Higher adjusted levels of BMD are associated with
increased odds of radiographic hip OA with osteophytes
(9–11) but not radiographic hip OA characterized by
JSN alone. Since the T/T genotype is associated with
lower BMD and increased risk of fractures, we speculate
that it is also associated with radiographic OA of the hip
characterized by severe JSN. This association was
present, however, even after adjustment for BMD. This
suggests that bone strength may be important. While
Radin et al found that changes in the subchondral bone
strength preceded articular cartilage loss in a rabbit
model of OA (13), Burr has shown that increased bone
turnover and decreased subchondral bone strength are
both important in the development of OA with cartilage
loss (19). Since the pathogenesis of hip OA may differ in
these 2 subtypes of OA, it is possible that altered
collagen in subjects with this COL1A1 polymorphism
may result in weaker bone that slows the development of
OA. Furthermore, this latter effect appears to be mediated by increased joint space narrowing. Additional
work is now required to determine how altered bone
composition adjacent to the hip joint may reduce the risk
of hip OA.
Two previous studies have investigated the role
of COL1A1 in OA. Aerssens et al found no association
of the COL1A1 Sp1 polymorphism with hip OA in a
case–control study comparing postmenopausal women
with THR for OA of the hip and those with no hip OA
(14). Given the small sample of only 75 cases, it is
possible that the lack of association was due to insufficient power to detect a difference between the groups.

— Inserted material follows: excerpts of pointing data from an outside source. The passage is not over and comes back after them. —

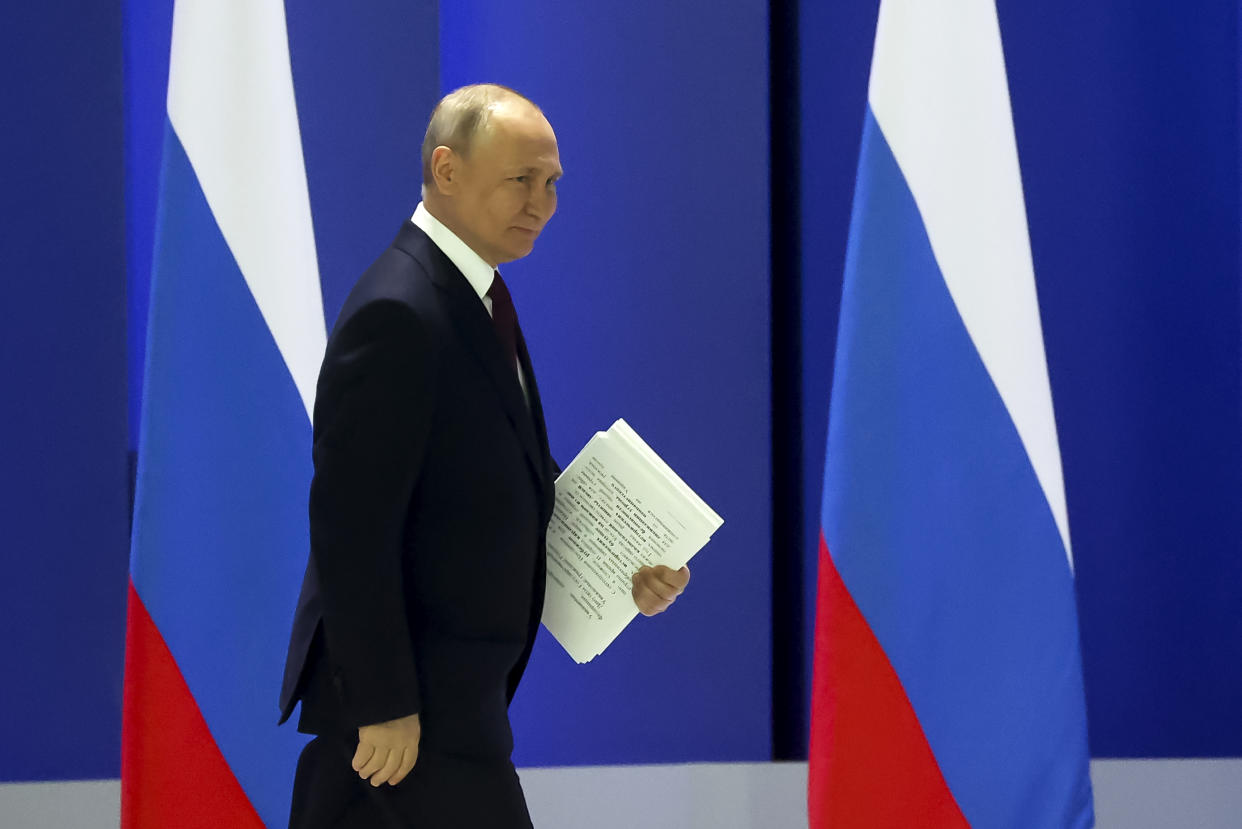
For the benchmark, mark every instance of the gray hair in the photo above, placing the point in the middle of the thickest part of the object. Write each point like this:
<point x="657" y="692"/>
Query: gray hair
<point x="460" y="117"/>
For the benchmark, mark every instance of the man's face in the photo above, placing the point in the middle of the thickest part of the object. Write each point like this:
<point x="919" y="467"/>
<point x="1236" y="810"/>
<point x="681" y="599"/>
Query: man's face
<point x="504" y="192"/>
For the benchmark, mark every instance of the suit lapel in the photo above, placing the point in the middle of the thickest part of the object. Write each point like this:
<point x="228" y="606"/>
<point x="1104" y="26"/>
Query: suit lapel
<point x="475" y="326"/>
<point x="539" y="425"/>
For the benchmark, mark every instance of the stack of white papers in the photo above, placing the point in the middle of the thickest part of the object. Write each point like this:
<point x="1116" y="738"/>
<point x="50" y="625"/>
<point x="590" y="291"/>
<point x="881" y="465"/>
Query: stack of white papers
<point x="619" y="507"/>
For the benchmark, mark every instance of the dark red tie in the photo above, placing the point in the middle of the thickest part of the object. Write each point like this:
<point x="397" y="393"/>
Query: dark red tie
<point x="504" y="318"/>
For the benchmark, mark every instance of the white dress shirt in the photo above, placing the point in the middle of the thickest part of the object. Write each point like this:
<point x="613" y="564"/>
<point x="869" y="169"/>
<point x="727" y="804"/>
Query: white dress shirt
<point x="472" y="266"/>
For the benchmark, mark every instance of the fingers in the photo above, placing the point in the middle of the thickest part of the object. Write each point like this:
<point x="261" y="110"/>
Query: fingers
<point x="407" y="758"/>
<point x="648" y="602"/>
<point x="390" y="764"/>
<point x="363" y="755"/>
<point x="374" y="763"/>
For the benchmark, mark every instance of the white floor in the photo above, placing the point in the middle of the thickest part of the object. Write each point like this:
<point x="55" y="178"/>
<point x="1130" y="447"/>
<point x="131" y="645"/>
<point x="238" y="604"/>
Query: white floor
<point x="1129" y="794"/>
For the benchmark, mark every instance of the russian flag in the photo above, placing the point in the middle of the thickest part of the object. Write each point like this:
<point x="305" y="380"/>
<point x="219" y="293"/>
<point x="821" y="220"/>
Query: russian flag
<point x="948" y="682"/>
<point x="235" y="338"/>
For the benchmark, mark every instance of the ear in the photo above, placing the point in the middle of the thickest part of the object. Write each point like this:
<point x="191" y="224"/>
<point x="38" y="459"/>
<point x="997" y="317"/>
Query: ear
<point x="445" y="169"/>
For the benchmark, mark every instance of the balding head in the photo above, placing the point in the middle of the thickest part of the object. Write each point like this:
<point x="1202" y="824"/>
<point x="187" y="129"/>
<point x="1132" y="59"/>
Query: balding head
<point x="489" y="170"/>
<point x="462" y="116"/>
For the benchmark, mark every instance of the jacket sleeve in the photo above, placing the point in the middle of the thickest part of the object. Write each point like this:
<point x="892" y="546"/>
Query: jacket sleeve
<point x="373" y="415"/>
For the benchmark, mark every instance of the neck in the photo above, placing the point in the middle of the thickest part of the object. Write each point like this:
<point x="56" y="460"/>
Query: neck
<point x="448" y="219"/>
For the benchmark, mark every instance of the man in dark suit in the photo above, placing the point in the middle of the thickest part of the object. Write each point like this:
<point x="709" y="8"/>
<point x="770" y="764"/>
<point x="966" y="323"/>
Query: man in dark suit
<point x="430" y="501"/>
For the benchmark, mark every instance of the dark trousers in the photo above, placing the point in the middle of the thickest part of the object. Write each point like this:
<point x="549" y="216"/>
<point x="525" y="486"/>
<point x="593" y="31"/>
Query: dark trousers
<point x="442" y="792"/>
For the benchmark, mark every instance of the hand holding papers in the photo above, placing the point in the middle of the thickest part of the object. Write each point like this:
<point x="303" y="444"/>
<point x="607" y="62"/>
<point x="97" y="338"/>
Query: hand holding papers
<point x="619" y="507"/>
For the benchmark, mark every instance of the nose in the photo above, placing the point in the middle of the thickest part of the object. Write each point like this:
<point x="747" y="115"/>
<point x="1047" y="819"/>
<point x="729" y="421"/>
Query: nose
<point x="540" y="201"/>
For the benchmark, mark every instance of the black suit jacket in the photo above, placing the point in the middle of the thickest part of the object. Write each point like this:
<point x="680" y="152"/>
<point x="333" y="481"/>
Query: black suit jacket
<point x="431" y="495"/>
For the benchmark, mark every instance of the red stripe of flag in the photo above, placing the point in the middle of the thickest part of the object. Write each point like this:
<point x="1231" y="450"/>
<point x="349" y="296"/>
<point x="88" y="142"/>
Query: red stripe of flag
<point x="172" y="771"/>
<point x="870" y="762"/>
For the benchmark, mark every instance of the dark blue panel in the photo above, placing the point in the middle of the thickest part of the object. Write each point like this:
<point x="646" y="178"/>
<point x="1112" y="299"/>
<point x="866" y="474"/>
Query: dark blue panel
<point x="62" y="412"/>
<point x="1128" y="133"/>
<point x="148" y="31"/>
<point x="647" y="298"/>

The study by Aerssens and colleagues focused on elderly
women with THR, while our study focused on women
with radiographic OA of the hip and excluded subjects
with hip replacement. These differences may also explain our divergent results. In a separate proband–
spouse case–control study, Loughlin et al found a weak
association of the COL1A1 Sp1 polymorphism with hip
or knee OA (12). Compared with female controls,
elderly women with OA requiring hip or knee replacement had a significantly different genotype distribution,
with a relative increase in the G allele (OR 1.58, 95% CI
1.09–2.29). However, this effect did not remain significant after stratifying by hip or knee replacement (11). It
is possible that these results are consistent with ours, in
that the G allele may be associated with the develop-
ment of hip OA, while the T allele may be protective
against hip OA. Also, Loughlin et al defined cases by
joint replacement, so their results may not be comparable with ours.

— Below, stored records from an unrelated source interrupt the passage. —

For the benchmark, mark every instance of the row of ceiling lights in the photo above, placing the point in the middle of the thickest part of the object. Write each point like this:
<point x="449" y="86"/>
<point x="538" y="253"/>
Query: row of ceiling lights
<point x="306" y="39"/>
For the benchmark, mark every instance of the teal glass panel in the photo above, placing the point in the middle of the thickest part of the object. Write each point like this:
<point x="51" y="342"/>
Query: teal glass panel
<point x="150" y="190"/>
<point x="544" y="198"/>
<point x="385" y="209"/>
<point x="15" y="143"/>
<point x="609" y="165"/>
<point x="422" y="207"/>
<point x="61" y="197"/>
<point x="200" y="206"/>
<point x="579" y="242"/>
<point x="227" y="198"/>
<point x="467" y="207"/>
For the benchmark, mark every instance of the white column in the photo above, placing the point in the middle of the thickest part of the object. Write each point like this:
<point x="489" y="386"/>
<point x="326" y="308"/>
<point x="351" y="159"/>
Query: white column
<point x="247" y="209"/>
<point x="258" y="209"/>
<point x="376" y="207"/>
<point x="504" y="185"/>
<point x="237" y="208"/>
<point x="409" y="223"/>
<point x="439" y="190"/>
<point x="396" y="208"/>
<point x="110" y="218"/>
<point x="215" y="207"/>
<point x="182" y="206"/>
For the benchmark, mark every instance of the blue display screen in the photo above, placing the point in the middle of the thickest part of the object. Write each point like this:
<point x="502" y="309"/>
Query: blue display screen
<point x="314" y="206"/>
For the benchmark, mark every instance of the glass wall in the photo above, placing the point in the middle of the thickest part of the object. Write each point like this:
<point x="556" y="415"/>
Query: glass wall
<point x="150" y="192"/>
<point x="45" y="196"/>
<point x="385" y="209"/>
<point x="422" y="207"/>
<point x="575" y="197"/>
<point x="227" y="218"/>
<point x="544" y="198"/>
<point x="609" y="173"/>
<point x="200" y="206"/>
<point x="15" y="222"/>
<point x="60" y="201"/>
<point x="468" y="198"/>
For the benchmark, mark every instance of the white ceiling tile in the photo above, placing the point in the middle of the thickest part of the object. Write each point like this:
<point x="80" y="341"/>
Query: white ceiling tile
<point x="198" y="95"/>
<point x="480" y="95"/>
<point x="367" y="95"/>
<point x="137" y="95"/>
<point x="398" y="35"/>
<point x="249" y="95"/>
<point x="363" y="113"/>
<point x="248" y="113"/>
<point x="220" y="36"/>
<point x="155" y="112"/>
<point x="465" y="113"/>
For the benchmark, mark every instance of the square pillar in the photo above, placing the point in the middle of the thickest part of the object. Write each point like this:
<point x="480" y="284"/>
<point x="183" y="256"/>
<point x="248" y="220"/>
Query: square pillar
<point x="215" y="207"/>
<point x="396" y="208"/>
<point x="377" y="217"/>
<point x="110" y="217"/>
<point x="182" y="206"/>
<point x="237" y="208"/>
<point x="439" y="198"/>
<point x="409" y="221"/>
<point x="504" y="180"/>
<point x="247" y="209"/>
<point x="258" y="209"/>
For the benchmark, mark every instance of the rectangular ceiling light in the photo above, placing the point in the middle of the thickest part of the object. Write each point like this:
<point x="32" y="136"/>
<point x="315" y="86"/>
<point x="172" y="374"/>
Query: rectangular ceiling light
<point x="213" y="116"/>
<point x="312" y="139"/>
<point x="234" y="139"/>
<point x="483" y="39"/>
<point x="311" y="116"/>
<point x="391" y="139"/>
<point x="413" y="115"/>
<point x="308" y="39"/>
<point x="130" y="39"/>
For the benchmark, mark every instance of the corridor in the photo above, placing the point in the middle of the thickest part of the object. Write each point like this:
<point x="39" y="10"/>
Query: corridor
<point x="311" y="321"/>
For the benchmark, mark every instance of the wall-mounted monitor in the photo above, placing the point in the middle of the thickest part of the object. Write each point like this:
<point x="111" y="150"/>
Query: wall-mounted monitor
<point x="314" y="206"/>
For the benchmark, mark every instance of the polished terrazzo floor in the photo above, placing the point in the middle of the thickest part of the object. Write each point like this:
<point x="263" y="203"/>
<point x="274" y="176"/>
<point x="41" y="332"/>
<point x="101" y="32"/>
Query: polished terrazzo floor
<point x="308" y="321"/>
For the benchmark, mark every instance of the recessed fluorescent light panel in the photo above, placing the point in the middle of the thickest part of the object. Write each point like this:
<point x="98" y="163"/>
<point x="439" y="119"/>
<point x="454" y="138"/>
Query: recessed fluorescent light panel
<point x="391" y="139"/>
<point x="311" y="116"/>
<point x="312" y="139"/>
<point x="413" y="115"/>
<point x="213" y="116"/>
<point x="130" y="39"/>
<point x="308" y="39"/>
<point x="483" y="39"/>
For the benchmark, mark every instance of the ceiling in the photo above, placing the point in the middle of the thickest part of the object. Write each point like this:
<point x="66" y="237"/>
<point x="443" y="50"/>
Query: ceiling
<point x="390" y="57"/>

This study offers several strengths, including its
large community-based cohort of elderly white women
and a validated radiographic scoring system making
phenotype-specific definitions to fully characterize the
extent of radiographic hip OA. However, there are also
several potential limitations. Our definitions of radiographic OA of the hip may not be comparable with other
grading schemes. Also, despite the large number of
subjects in our cohort, we only had 571 subjects with
radiographic hip OA, and the numbers of participants
were smaller when we subdivided by either genotype or
individual radiographic features. Another potential limiting factor is that our study participants were all white
women age 65 years and older, and our findings may not
be generalizable to other populations.
In summary, we found that the T/T genotype at a
binding site for the Sp1 transcription factor in COL1A1
was associated with reduced risk of radiographic OA of
the hip as defined by severe joint space narrowing. While
our findings require confirmation in other populations,
they suggest that the COL1A1 Sp1 genotype may be
associated with a reduction in the development of hip
OA, and that this effect may be mediated by changes in
bone quantity and/or quality. In addition, our results
highlight the importance of phenotypic definition in the
genetic analyses of OA susceptibility.